One of the four of us using Square this weekend said she had trouble getting hers - it didn't arrive in time for one sale, and then in the ensuing muddle she ended up with two. She pointed out that they have no customer service to speak of and it's hard to talk to someone in case of a glitch. The other three of us, however, all received our Squares in the mail within 2-5 days of signing up, just as advertised. Once you have it, it's easy to set up the (also free) app on the i-phone, and once you start a transaction the app walks you through each step clearly and easily. Some people seemed to have trouble with the swipe - you have to pull the card very quickly and firmly and it might take a little while to get the hang of it. I didn't find it too hard, though. Also, a couple of times the phone required multiple attempts to authorize the card because it was having trouble connecting to the internet. You'll definitely want to be sure of a good solid connection in your location or there could be much frustration. The artist next to me had printed out some information about the Square in case customers were wary of it - but no one balked at all. In fact, they all seemed rather tickled by the novelty of it. (There was one woman who asked for a receipt, and when I touched the button for it her e-mail address auto-filled in. She'd just purchased something from an artist on the other side of the room and the magical ether had remembered the e-mail that went with the credit card. We both agreed that this was very cool but a little creepy!)
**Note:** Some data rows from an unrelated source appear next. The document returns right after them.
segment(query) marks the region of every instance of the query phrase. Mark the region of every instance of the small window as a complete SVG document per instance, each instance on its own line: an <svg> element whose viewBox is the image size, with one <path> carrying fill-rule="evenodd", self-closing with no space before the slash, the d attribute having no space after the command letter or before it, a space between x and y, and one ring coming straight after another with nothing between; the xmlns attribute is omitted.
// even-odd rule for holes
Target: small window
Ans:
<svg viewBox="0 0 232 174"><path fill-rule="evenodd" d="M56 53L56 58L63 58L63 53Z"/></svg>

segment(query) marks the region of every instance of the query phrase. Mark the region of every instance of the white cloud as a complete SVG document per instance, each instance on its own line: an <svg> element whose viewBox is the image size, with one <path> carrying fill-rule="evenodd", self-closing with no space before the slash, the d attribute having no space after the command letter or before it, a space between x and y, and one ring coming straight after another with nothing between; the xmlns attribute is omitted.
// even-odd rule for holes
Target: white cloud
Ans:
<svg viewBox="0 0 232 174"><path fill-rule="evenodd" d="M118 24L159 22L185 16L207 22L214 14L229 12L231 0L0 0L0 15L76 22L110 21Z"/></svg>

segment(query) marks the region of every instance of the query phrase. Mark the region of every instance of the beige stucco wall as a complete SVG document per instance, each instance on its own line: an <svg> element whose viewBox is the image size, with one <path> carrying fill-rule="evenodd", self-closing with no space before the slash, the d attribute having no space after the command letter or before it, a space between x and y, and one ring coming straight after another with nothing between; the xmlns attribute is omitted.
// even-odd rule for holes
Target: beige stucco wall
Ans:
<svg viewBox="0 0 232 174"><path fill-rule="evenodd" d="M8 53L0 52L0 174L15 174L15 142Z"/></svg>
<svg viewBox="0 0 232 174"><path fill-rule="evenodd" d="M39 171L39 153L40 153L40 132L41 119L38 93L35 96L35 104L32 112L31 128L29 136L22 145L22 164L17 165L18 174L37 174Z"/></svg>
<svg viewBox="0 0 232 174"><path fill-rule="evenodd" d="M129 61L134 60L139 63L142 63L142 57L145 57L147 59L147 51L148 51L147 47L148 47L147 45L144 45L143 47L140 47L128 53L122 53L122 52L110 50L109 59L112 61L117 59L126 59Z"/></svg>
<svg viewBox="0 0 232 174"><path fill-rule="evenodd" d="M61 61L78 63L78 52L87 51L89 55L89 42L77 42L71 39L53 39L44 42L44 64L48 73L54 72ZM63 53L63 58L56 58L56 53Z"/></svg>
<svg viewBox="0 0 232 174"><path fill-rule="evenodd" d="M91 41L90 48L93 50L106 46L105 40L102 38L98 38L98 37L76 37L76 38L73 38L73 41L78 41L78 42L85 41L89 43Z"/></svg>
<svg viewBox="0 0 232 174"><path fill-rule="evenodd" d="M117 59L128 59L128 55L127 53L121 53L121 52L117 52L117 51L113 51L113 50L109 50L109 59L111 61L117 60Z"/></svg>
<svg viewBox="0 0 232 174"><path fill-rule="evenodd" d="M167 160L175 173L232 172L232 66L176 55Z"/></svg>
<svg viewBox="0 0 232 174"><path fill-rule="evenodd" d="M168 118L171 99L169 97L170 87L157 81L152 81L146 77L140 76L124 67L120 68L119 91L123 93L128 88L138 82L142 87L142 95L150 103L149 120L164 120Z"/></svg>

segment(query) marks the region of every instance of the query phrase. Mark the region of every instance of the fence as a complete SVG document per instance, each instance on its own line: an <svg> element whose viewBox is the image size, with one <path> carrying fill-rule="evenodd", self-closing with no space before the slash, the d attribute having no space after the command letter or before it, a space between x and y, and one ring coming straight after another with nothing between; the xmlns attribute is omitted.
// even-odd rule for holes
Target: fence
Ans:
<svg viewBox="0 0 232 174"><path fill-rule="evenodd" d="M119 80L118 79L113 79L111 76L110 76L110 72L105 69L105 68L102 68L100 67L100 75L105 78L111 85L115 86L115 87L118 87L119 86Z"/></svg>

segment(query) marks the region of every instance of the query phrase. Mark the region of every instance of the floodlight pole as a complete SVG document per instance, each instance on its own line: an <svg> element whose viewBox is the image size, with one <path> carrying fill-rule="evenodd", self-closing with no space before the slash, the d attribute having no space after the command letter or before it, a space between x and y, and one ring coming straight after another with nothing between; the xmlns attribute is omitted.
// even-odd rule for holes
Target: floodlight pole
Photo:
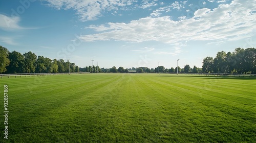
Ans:
<svg viewBox="0 0 256 143"><path fill-rule="evenodd" d="M178 62L180 60L180 59L178 59L177 60L177 74L178 75Z"/></svg>
<svg viewBox="0 0 256 143"><path fill-rule="evenodd" d="M158 62L158 74L159 74L160 62Z"/></svg>
<svg viewBox="0 0 256 143"><path fill-rule="evenodd" d="M69 62L69 59L67 60L69 61L69 74L70 74L70 62Z"/></svg>
<svg viewBox="0 0 256 143"><path fill-rule="evenodd" d="M92 60L92 61L93 62L93 66L92 67L92 70L93 71L93 72L92 72L93 73L93 61L94 61L94 60Z"/></svg>

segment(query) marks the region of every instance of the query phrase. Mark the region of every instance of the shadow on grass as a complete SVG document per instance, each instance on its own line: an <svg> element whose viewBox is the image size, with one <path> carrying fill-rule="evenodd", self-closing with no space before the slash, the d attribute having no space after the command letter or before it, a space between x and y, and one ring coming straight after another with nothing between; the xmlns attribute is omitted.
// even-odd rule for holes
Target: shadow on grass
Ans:
<svg viewBox="0 0 256 143"><path fill-rule="evenodd" d="M201 78L203 79L239 79L239 80L256 80L256 76L249 76L248 75L245 76L212 76L209 75L209 76L206 75L203 76L194 76L194 75L158 75L159 77L187 77L187 78Z"/></svg>

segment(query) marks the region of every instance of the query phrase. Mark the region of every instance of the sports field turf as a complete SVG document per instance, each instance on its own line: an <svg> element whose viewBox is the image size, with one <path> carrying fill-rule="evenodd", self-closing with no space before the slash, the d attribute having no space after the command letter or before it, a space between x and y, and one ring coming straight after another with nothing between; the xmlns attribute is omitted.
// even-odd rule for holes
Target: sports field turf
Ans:
<svg viewBox="0 0 256 143"><path fill-rule="evenodd" d="M256 78L95 74L0 79L0 142L255 142Z"/></svg>

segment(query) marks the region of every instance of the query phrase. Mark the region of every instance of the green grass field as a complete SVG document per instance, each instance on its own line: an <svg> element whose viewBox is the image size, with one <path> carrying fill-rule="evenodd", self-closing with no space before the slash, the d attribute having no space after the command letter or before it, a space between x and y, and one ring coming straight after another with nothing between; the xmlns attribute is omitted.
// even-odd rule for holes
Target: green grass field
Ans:
<svg viewBox="0 0 256 143"><path fill-rule="evenodd" d="M5 84L9 88L8 139L3 131ZM255 77L4 77L0 86L0 142L256 140Z"/></svg>

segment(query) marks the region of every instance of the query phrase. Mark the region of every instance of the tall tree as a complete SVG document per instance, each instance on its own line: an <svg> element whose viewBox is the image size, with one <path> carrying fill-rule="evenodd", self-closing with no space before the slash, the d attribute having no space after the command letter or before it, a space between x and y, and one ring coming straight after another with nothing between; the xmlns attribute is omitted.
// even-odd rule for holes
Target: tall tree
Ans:
<svg viewBox="0 0 256 143"><path fill-rule="evenodd" d="M194 73L197 73L197 67L196 66L194 65L193 67L193 69L192 70L192 72Z"/></svg>
<svg viewBox="0 0 256 143"><path fill-rule="evenodd" d="M233 59L235 61L234 68L236 73L244 73L245 72L243 66L243 58L245 55L244 49L238 47L234 50L233 52Z"/></svg>
<svg viewBox="0 0 256 143"><path fill-rule="evenodd" d="M169 69L169 73L175 73L175 69L172 67L170 69Z"/></svg>
<svg viewBox="0 0 256 143"><path fill-rule="evenodd" d="M225 51L218 52L214 59L214 72L215 73L226 73L227 66L225 61L226 53Z"/></svg>
<svg viewBox="0 0 256 143"><path fill-rule="evenodd" d="M64 60L63 59L60 59L57 61L57 64L58 65L58 72L59 73L65 73L65 68L63 63L64 63Z"/></svg>
<svg viewBox="0 0 256 143"><path fill-rule="evenodd" d="M158 70L159 70L160 73L163 73L165 68L164 67L164 66L161 65L161 66L159 66L159 69L158 69L158 67L155 68L154 72L156 73L158 73Z"/></svg>
<svg viewBox="0 0 256 143"><path fill-rule="evenodd" d="M89 72L89 70L88 69L88 66L86 67L86 72Z"/></svg>
<svg viewBox="0 0 256 143"><path fill-rule="evenodd" d="M118 67L118 68L117 69L117 72L118 72L119 73L124 72L124 69L123 68L123 67L120 66L120 67Z"/></svg>
<svg viewBox="0 0 256 143"><path fill-rule="evenodd" d="M52 60L50 58L45 58L44 61L46 69L44 72L46 73L53 73L53 67L52 64Z"/></svg>
<svg viewBox="0 0 256 143"><path fill-rule="evenodd" d="M57 59L53 59L51 64L52 73L58 73L58 66L57 63Z"/></svg>
<svg viewBox="0 0 256 143"><path fill-rule="evenodd" d="M88 67L88 72L92 72L92 67L91 65L89 65L89 67Z"/></svg>
<svg viewBox="0 0 256 143"><path fill-rule="evenodd" d="M128 68L126 68L124 70L124 72L125 72L125 73L129 73L129 70L128 69Z"/></svg>
<svg viewBox="0 0 256 143"><path fill-rule="evenodd" d="M188 72L189 72L189 69L190 68L190 66L189 66L189 65L188 64L186 64L184 66L184 72L185 73L188 73Z"/></svg>
<svg viewBox="0 0 256 143"><path fill-rule="evenodd" d="M79 68L77 65L76 65L75 67L75 72L79 72Z"/></svg>
<svg viewBox="0 0 256 143"><path fill-rule="evenodd" d="M177 73L177 67L175 67L175 73ZM181 68L180 68L180 67L178 66L178 73L180 73L181 72Z"/></svg>
<svg viewBox="0 0 256 143"><path fill-rule="evenodd" d="M35 72L35 62L36 55L31 51L25 53L24 56L24 67L25 72L27 73L34 73Z"/></svg>
<svg viewBox="0 0 256 143"><path fill-rule="evenodd" d="M214 59L212 57L207 57L203 60L202 69L203 72L208 73L212 72Z"/></svg>
<svg viewBox="0 0 256 143"><path fill-rule="evenodd" d="M25 73L24 57L20 53L14 51L9 53L10 65L7 67L7 73L22 74Z"/></svg>
<svg viewBox="0 0 256 143"><path fill-rule="evenodd" d="M136 72L137 73L143 73L143 69L141 67L138 67L136 69Z"/></svg>
<svg viewBox="0 0 256 143"><path fill-rule="evenodd" d="M7 71L6 67L10 64L8 59L8 51L2 45L0 45L0 73Z"/></svg>
<svg viewBox="0 0 256 143"><path fill-rule="evenodd" d="M110 68L110 72L117 73L117 69L116 68L116 67L114 66L112 68Z"/></svg>
<svg viewBox="0 0 256 143"><path fill-rule="evenodd" d="M254 48L245 49L243 66L245 72L254 74L256 67L256 50Z"/></svg>
<svg viewBox="0 0 256 143"><path fill-rule="evenodd" d="M37 73L45 73L47 68L44 56L38 56L36 61L35 72Z"/></svg>

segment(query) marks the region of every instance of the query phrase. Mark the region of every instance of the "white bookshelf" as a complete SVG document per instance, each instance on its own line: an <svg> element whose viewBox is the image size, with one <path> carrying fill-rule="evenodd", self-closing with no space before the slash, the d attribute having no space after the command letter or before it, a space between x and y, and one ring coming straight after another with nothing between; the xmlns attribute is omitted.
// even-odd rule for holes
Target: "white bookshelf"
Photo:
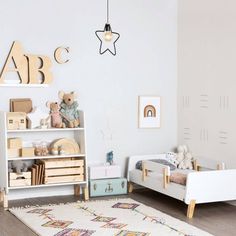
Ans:
<svg viewBox="0 0 236 236"><path fill-rule="evenodd" d="M49 129L25 129L25 130L7 130L6 112L0 112L0 200L3 201L4 207L8 207L8 194L11 190L17 189L34 189L48 188L55 186L75 186L75 194L79 195L80 188L83 189L85 200L88 199L88 171L87 171L87 155L86 155L86 132L84 112L80 113L79 128L49 128ZM76 155L48 155L48 156L32 156L32 157L8 157L7 140L12 137L20 137L23 141L33 142L34 140L53 141L58 138L73 138L80 146L80 153ZM58 159L58 158L78 158L84 160L84 181L41 184L30 186L9 187L8 181L8 163L13 160L39 160L39 159Z"/></svg>

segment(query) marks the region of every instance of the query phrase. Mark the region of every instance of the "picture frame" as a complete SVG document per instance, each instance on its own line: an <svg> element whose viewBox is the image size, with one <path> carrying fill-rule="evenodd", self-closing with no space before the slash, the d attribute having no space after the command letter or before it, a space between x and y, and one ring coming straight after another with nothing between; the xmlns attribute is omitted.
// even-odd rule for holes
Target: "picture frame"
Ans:
<svg viewBox="0 0 236 236"><path fill-rule="evenodd" d="M161 127L160 96L138 97L138 127L139 128Z"/></svg>

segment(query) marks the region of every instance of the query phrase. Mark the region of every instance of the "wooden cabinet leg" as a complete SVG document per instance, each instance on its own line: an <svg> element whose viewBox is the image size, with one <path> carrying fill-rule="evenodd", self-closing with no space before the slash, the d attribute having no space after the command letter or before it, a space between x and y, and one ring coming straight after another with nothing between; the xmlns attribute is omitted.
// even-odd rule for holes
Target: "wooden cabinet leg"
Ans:
<svg viewBox="0 0 236 236"><path fill-rule="evenodd" d="M196 201L195 200L191 200L190 204L188 205L187 217L189 219L193 218L195 204L196 204Z"/></svg>
<svg viewBox="0 0 236 236"><path fill-rule="evenodd" d="M3 192L3 207L8 208L8 198L5 191Z"/></svg>
<svg viewBox="0 0 236 236"><path fill-rule="evenodd" d="M128 192L132 193L133 190L134 190L134 186L133 186L133 184L131 182L129 182L129 184L128 184Z"/></svg>
<svg viewBox="0 0 236 236"><path fill-rule="evenodd" d="M88 201L88 200L89 200L88 187L83 187L83 192L84 192L84 200L85 200L85 201Z"/></svg>
<svg viewBox="0 0 236 236"><path fill-rule="evenodd" d="M74 186L74 195L80 196L80 186L79 185Z"/></svg>

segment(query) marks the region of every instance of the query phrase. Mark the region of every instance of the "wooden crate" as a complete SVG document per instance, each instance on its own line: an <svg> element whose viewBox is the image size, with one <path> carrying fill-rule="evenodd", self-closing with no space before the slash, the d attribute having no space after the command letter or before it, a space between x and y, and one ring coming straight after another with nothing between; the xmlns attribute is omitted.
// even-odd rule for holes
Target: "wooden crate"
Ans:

As for the cost, Square keeps for itself 2.75% of each transaction for which it's used. I had a couple of people kindly ask me whether I preferred that they pay with check or credit and I chose check because obviously I'd just as soon not pay that 2.75% when I can avoid it. However it really is not a bad percentage - especially when you compare it with the 45% per transaction offered by the gallery owner who came through the show recruiting!
I haven't yet seen my bank statement with all the money safely deposited, so I suppose there could still prove to be some problem, but as far as I can tell, the Square worked beautifully and I give it a definite thumbs-up.